В холодной, давно нетопленной зале, отведенной для подсекции двигателей, собирались, не снимая пальто и полушубков. Курить, однако, было запрещено, хоть это придавало некоторую официальность собранию, внешне похожему на сборище купцов, торговцев и мелких чиновников. В ближних рядах он все же заметил знакомые лица и понемногу начал успокаиваться: кто-кто, а эти-то должны понять его с полуслова.

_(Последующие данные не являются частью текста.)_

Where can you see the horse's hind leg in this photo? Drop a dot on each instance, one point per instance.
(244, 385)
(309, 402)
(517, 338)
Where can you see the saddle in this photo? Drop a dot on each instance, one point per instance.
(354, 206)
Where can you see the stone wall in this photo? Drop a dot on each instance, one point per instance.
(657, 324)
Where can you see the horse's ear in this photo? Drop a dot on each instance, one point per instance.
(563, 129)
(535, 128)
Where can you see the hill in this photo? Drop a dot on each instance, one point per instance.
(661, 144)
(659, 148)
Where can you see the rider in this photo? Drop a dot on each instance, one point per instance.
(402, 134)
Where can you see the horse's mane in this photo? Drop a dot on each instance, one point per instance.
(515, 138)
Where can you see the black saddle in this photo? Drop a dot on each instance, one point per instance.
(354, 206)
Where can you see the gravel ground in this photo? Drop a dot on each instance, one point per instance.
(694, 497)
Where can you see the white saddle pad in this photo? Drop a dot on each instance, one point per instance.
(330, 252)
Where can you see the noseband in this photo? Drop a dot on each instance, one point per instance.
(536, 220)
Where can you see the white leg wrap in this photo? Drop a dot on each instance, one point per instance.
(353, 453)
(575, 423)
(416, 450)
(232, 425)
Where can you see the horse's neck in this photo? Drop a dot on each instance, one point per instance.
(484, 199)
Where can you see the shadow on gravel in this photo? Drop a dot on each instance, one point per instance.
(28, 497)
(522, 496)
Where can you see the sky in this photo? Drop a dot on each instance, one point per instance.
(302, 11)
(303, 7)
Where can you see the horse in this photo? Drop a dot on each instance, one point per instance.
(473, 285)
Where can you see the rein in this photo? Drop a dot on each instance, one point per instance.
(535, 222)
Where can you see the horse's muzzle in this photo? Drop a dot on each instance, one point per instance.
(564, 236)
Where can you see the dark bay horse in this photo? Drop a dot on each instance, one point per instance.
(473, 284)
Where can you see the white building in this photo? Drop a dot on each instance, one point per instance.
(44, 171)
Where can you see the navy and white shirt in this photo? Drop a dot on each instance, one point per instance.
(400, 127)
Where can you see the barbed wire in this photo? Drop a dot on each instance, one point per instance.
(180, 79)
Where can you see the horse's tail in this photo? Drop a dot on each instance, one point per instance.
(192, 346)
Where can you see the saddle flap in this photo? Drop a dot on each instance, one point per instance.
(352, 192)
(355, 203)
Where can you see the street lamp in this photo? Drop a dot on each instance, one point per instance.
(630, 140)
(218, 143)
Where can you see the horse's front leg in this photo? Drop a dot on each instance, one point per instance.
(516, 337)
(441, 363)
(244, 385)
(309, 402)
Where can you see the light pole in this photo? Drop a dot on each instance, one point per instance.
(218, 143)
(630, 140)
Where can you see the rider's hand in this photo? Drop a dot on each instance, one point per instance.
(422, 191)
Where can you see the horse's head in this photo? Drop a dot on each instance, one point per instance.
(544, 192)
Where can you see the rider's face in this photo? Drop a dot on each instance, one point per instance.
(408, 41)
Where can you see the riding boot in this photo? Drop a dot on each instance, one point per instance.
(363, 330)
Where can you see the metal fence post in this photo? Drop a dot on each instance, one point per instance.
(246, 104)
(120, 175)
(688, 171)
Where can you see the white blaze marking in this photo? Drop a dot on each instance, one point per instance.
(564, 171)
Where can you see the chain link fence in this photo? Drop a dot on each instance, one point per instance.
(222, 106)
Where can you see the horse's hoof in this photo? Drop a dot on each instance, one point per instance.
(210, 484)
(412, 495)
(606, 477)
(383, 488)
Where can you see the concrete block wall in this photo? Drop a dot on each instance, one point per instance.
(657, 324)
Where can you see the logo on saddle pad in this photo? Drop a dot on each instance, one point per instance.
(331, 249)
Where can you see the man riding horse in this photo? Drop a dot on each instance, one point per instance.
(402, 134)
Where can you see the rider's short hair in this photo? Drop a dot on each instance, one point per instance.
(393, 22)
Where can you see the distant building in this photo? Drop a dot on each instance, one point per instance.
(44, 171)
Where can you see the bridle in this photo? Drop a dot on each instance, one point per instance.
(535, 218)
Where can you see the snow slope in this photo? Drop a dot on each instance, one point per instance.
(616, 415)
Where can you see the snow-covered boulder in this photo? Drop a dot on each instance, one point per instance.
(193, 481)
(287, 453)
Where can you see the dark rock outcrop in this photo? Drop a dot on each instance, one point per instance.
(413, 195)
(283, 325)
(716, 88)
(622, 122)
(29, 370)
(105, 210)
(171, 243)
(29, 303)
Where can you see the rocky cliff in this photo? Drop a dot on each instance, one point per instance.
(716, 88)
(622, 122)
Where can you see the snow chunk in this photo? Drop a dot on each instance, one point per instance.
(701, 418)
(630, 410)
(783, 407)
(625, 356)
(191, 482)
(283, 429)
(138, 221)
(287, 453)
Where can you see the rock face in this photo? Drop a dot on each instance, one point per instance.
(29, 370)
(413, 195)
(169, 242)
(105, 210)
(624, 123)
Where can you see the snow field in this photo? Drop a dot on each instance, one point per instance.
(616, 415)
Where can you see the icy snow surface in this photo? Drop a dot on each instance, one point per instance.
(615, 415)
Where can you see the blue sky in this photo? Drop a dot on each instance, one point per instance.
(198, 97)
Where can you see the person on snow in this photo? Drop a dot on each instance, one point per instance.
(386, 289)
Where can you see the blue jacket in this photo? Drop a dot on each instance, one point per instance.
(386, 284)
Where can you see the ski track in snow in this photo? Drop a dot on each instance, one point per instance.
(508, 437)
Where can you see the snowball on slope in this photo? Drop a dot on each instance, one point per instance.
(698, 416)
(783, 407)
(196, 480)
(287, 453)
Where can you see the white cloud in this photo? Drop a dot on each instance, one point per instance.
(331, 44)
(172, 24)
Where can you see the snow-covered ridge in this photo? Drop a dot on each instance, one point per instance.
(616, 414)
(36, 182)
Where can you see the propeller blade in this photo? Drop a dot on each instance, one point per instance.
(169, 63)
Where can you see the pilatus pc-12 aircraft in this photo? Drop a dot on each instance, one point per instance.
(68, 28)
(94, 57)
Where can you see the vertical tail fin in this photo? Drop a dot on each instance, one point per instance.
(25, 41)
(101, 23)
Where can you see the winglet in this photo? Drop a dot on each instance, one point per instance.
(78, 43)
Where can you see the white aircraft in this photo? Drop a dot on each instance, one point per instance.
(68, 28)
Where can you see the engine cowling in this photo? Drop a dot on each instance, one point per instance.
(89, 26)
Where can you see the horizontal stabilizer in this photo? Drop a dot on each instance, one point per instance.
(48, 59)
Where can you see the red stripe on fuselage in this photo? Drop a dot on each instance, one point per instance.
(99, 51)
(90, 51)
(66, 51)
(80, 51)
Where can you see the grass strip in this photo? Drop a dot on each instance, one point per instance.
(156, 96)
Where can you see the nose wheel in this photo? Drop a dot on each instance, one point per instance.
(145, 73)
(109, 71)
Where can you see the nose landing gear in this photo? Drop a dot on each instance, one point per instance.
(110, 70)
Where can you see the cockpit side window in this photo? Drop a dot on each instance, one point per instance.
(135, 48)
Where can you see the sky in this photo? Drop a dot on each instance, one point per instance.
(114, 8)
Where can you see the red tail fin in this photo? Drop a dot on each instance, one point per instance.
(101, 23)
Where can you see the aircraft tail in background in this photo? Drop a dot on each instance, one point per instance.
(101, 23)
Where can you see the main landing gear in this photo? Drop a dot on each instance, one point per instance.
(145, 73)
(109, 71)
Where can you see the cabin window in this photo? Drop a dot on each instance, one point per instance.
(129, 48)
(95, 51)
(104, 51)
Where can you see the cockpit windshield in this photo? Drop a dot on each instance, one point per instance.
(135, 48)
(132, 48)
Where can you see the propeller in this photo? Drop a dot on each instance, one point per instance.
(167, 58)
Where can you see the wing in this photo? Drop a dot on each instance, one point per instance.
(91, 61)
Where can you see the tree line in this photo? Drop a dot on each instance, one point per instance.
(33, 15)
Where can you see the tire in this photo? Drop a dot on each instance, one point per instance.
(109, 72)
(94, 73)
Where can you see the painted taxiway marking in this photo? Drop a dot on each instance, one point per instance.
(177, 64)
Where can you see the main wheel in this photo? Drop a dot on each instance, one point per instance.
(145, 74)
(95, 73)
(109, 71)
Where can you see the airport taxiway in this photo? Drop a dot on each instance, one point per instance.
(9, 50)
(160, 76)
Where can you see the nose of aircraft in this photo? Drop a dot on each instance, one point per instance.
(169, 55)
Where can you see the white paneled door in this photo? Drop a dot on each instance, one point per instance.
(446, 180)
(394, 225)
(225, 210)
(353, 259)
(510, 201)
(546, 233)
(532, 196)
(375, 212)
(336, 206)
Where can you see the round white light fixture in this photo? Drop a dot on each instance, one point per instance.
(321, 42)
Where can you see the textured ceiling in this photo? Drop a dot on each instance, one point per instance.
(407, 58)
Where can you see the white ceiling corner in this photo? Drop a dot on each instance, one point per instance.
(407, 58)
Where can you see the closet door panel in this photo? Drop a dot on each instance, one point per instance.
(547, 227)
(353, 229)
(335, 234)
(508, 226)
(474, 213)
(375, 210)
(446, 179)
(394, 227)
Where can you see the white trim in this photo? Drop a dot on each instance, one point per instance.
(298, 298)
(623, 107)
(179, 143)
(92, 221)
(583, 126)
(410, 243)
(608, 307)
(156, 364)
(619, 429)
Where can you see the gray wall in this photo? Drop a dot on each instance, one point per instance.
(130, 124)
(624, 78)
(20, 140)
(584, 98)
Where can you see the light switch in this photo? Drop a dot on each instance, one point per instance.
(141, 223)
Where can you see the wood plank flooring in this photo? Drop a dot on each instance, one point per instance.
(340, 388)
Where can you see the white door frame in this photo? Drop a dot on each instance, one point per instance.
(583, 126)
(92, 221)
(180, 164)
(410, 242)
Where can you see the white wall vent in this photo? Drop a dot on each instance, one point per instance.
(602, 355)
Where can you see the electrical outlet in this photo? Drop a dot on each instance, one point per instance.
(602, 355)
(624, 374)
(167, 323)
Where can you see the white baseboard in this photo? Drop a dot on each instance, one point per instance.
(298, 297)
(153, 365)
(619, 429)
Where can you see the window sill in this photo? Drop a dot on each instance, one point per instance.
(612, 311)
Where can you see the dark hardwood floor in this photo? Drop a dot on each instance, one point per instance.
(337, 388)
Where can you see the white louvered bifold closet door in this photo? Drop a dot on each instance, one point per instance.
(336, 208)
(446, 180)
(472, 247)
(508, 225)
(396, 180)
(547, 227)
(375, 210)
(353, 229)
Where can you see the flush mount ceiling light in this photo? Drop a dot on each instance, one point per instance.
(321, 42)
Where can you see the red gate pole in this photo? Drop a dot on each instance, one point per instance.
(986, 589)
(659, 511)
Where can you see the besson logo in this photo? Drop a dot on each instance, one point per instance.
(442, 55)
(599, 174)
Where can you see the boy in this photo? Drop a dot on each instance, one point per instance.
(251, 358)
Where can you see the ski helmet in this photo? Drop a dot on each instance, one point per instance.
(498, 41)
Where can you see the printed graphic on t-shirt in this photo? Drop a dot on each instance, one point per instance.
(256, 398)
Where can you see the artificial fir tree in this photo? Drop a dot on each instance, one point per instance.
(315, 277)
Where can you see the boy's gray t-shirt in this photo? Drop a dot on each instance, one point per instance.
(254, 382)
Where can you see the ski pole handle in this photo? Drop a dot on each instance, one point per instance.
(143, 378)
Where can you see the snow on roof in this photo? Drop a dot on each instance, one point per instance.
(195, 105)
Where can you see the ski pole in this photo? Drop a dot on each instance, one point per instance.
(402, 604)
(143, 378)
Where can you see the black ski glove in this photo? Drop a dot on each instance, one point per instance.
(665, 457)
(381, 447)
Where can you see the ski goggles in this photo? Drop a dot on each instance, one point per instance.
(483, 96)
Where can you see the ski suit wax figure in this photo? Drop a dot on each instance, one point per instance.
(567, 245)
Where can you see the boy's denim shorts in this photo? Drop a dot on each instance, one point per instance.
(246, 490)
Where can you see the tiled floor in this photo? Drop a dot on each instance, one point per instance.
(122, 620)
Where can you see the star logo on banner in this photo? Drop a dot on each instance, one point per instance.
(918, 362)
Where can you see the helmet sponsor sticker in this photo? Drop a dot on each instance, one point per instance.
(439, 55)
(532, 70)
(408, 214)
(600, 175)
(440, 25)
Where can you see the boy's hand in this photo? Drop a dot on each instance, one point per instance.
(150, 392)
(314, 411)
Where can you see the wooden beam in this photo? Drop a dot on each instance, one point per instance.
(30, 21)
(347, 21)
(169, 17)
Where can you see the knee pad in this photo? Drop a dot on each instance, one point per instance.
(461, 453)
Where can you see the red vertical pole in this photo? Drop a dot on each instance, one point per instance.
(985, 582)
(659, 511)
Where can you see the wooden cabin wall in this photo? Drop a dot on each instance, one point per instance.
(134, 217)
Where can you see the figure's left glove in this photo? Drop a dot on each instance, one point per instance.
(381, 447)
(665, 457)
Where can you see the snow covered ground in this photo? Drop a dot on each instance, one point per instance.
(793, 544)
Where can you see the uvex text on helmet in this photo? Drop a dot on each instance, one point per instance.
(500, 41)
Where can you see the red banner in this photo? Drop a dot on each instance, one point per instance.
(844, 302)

Но первый же доклад опять поверг его в сомнение. Сухощавый, в куцем пальтеце мужчина с чахоточным покашливанием развернул заляпанные воском и испачканные нагаром чертежи и начал объяснять совершенно никому не известный, им открытый способ действия электроплуга. Это была превосходная идея широкой безлошадной вспашки - один всего-навсего пахарь на огромном поле! Ну еще помощник, чтобы перетягивать провод, а почти вся деревня - сиди любуйся! Сухощавый уверенно отвечал на самые каверзные вопросы и только на один-единственный ответить не смог - где взять это самое... электричество, от какого столба потянуть его, чтобы поехал-запахал волшебный его электроплуг.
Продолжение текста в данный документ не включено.